To the editor:

Every year, an estimated 3.8 million people are admitted into hospitals across the nation because of concussions.

Young athletes are the likeliest victims.

In a trend that is becoming more prevalent across the nation, fewer children are participating in youth sports because of the fear of concussions. This begs the question, do the benefits of youth sports outweigh the risks of concussions?

The perception of concussions has changed in the course of a few decades. Only a decade ago, if an athlete received a blow to the head and was slow to get up they were said to have gotten their “bell rung” and would receive a pat on the back and sent back in to play. Nowadays people know better, so when an athlete receives a hit of that caliber they are immediately removed from play and assessed by a trainer using a set of standardized tests before they can return to play.

A concussion is any injury that is caused by a sudden impact to the head. This means that concussions are more likely for athletes in contact sports such as football or hockey. 

Imagine putting an egg inside a cup and shaking it a few times. As you can imagine, the egg is probably cracked from this experience. This shows what the brain goes through during a collision. The results seem gnarly, so why would anyone subject their kids to these risks?

For some, the benefits of youth sports are more important than the risks of concussions. Youth sports have a variety of benefits, such as building teamwork, improving critical thinking and maintaining fitness. For kids, learning to work as a member of a group is an important skill for their future lives, and youth sports provide a way for kids to learn this skill by working with a team for a common goal. 

Youth sports are also shown to improve the critical thinking of those who participate, as well as keep kids in physical shape. In sports, athletes have to make complex decisions in a rapid sequence in order to be effective. This allows kids to be better problem solvers later in life. By participating in sports, kids are able to burn off energy and create healthy habits that they will be more likely to maintain throughout life, which is becoming important as the rates of childhood obesity continue to rise.

While these are all benefits, we need to consider the other side of the coin. What are the dangers of concussions?

For athletes who experience concussions, the symptoms can vary based on the severity of the impact.

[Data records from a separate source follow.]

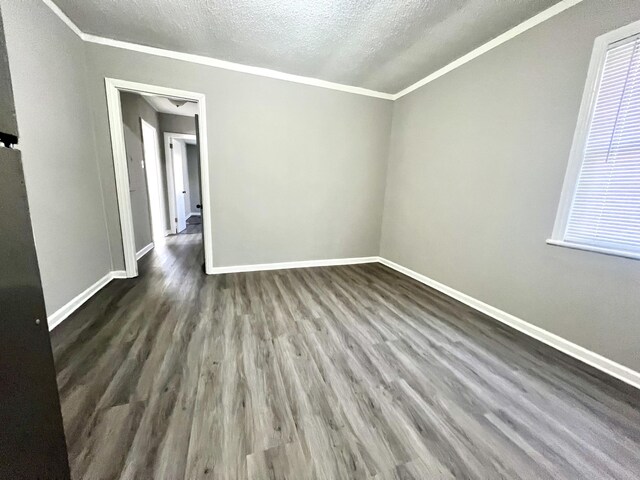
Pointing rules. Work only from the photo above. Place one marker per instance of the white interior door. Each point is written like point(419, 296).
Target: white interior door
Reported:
point(154, 183)
point(177, 155)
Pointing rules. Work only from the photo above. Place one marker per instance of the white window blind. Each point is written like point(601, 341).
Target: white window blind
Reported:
point(605, 211)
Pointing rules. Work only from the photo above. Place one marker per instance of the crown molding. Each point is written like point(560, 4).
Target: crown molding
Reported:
point(213, 62)
point(237, 67)
point(265, 72)
point(62, 16)
point(491, 44)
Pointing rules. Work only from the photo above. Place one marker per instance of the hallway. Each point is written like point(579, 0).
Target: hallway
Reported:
point(330, 373)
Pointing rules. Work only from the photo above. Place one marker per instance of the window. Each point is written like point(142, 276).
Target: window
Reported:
point(600, 204)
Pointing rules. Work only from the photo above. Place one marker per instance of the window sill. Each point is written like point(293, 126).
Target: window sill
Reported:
point(589, 248)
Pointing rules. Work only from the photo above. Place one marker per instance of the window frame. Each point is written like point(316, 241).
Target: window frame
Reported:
point(576, 157)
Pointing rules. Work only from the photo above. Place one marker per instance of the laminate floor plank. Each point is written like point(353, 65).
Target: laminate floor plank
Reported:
point(350, 372)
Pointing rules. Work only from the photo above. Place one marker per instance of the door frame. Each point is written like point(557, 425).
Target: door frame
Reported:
point(113, 88)
point(171, 185)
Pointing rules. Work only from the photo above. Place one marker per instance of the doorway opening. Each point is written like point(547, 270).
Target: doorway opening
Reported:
point(183, 180)
point(156, 180)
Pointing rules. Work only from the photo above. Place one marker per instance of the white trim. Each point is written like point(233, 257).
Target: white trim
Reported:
point(143, 251)
point(63, 312)
point(265, 72)
point(490, 45)
point(214, 62)
point(597, 361)
point(576, 157)
point(114, 110)
point(236, 67)
point(62, 16)
point(287, 265)
point(113, 87)
point(590, 248)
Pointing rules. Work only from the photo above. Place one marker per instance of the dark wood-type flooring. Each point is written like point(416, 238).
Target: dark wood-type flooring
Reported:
point(347, 372)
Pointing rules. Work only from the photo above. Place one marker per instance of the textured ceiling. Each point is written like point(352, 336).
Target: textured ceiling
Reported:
point(164, 105)
point(383, 45)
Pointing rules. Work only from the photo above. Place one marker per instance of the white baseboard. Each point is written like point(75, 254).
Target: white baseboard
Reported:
point(287, 265)
point(143, 251)
point(63, 312)
point(603, 364)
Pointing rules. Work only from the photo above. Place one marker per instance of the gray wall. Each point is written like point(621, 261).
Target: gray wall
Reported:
point(135, 107)
point(477, 162)
point(172, 124)
point(194, 177)
point(296, 172)
point(57, 140)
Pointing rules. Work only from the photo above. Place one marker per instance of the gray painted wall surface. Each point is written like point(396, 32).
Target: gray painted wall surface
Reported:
point(177, 123)
point(135, 107)
point(57, 141)
point(194, 177)
point(296, 172)
point(477, 162)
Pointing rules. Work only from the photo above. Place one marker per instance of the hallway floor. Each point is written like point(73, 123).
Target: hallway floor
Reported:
point(330, 373)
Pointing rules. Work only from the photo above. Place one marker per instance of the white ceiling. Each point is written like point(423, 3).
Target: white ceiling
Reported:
point(164, 105)
point(383, 45)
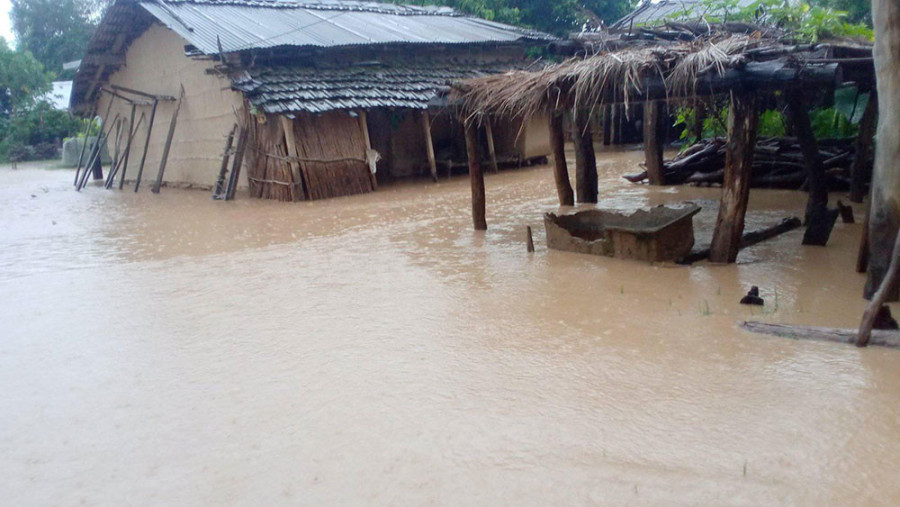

For some athletes, a minor headache is the only effect while others can experience temporary blindness and mood changes. A concussion may require hospitalization.

According to medical researchers from the University of North Carolina, those who suffered chronic concussions are “twice as likely to suffer depression and aggression” than those who don’t suffer concussions. Another danger is the link between concussions and Chronic traumatic encephalopathy (CTE), a brain disorder. The idea of childhood injuries leading to hidden neurological damage is a scary.

To combat this fear, solutions are in the works. The NFL is working with engineers to develop helmets for youth football that could reduce the impact force of collisions. Another group of researchers is testing technology that provides athletes with protection from concussions. With these developments, maybe parents of the future won’t have to worry about youth athletes experiencing concussions.

For now, parents have a choice between the benefits of youth sports and the dangers of concussions. As a former athlete who has experienced both the negatives of concussions and the benefits of youth sports, I am a firm believer that all children should be involved with youth sports at some point in their lives and that the benefits outweigh the dangers. Of course with the risks of concussions, until that risk is reduced I can understand why some would be cautious with the idea of their children participating.

No matter the decision, making an informed choice should be the top priority when considering whether the benefits of youth sports outweigh the risks of concussions for children.